Riot in Cell Block 11

1954

Riot in Cell Block 11 Poster
  • Riot In Cell Block 11... plays like the mutant offspring of a didactic message movie and a rip-roaring exploitation flick, with Siegel clearly doing his best to make something tough-minded and entertaining while still honoring Wanger’s desire to educate the American public and perhaps inspire change. It can be a pretty bumpy ride at times... but enough of Siegel’s muscular sensibility gets through to make the film a fascinating curio in the annals of low-budget Hollywood.

  • Matching the film's hard-knuckle characterizations, Siegel's style is a blunt object of expression with an integrity all its own. Framing much of the action in long shots, a seemingly antithetical approach to hands-on action choreography, Siegel and cinematographer Russell Harlan manage to make such removed perspectives feel appropriately inclusive, echoing the democratic empathy granted to each faction of the conflict.

  • The tension between dignity and violence is amplified by Siegel’s camera. Cell Block’s authentic locations and use of real prisoners give a sense of character to every shot, especially in the mass-scale photography that displays a wobbly group dynamic between Neville Brand’s leader and those secretly dissenting — often for comic effect

  • One of the best of all prison pictures, thanks not only to Don Siegel's sharp direction and a good script (by Richard Collins), but also to the creative input of producer Walter Wanger, who had been an inmate himself and was concerned about making this as authentic and as commercially uncompromised as possible.

  • What can be said of the visual style of Riot other than that it is both perverse in its inexpressiveness and sublime in its functionality?
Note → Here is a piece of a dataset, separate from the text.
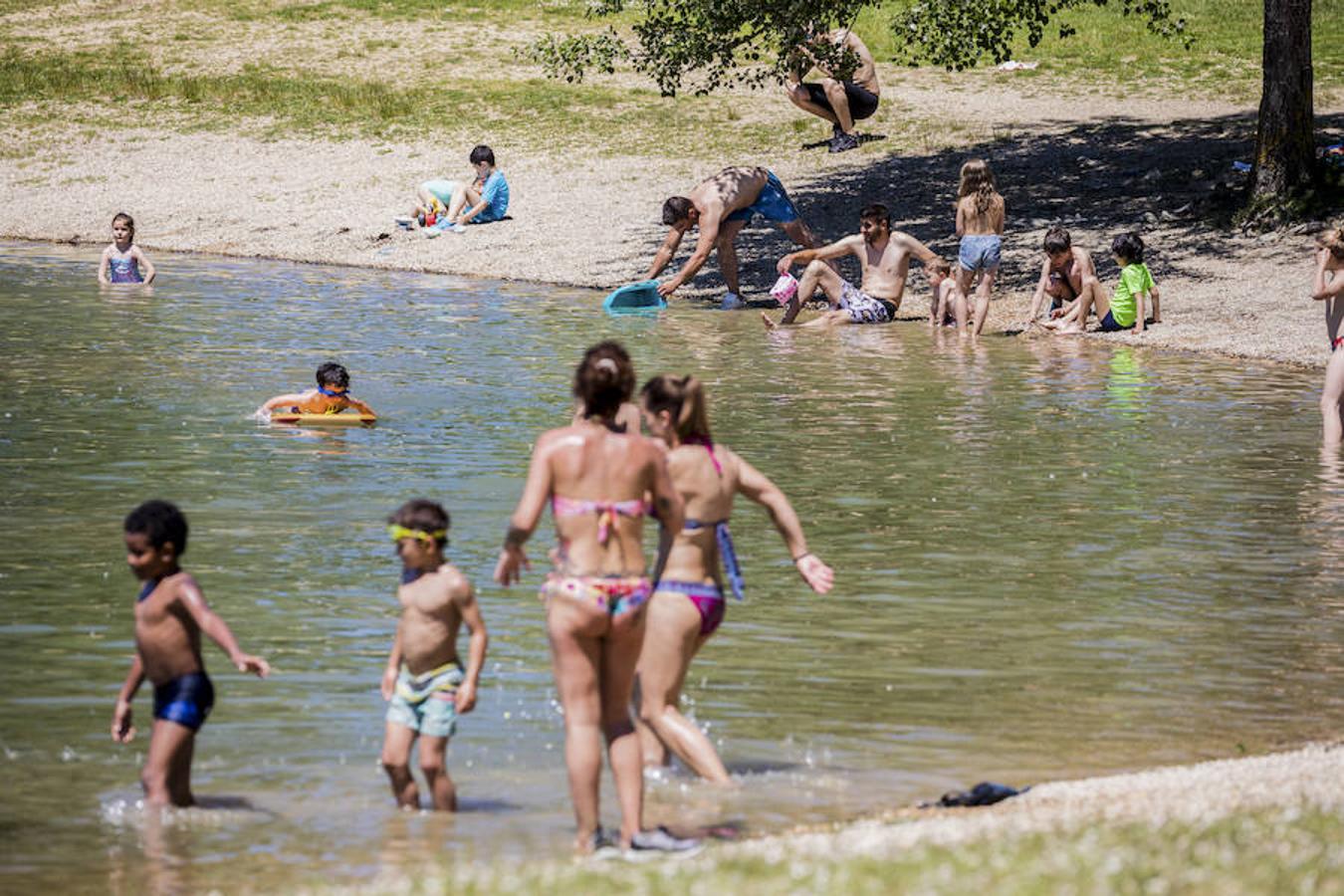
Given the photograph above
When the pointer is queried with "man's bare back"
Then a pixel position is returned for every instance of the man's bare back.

The film is tight and economical in its emphasis on physical evidence, on what reveals itself fully just in being seen: the arrival of the state police, their clash with the prisoners, the uniformed guards carrying the morning news¬papers across the yard.

  • The reformist argument articulated in the movie by the warden (Emile Meyer) is Wanger’s, and the sense of desperate prisoners organizing to improve their conditions may have come from Collins, but the anarchic euphoria of the revolt is pure Siegel. “Riot” was the movie that gave this great action director the first of his many anti-heroes in the person of the uprising’s architect, played by the gravel-voiced Neville Brand, a menacing swaggerer who muscles his way through every scene.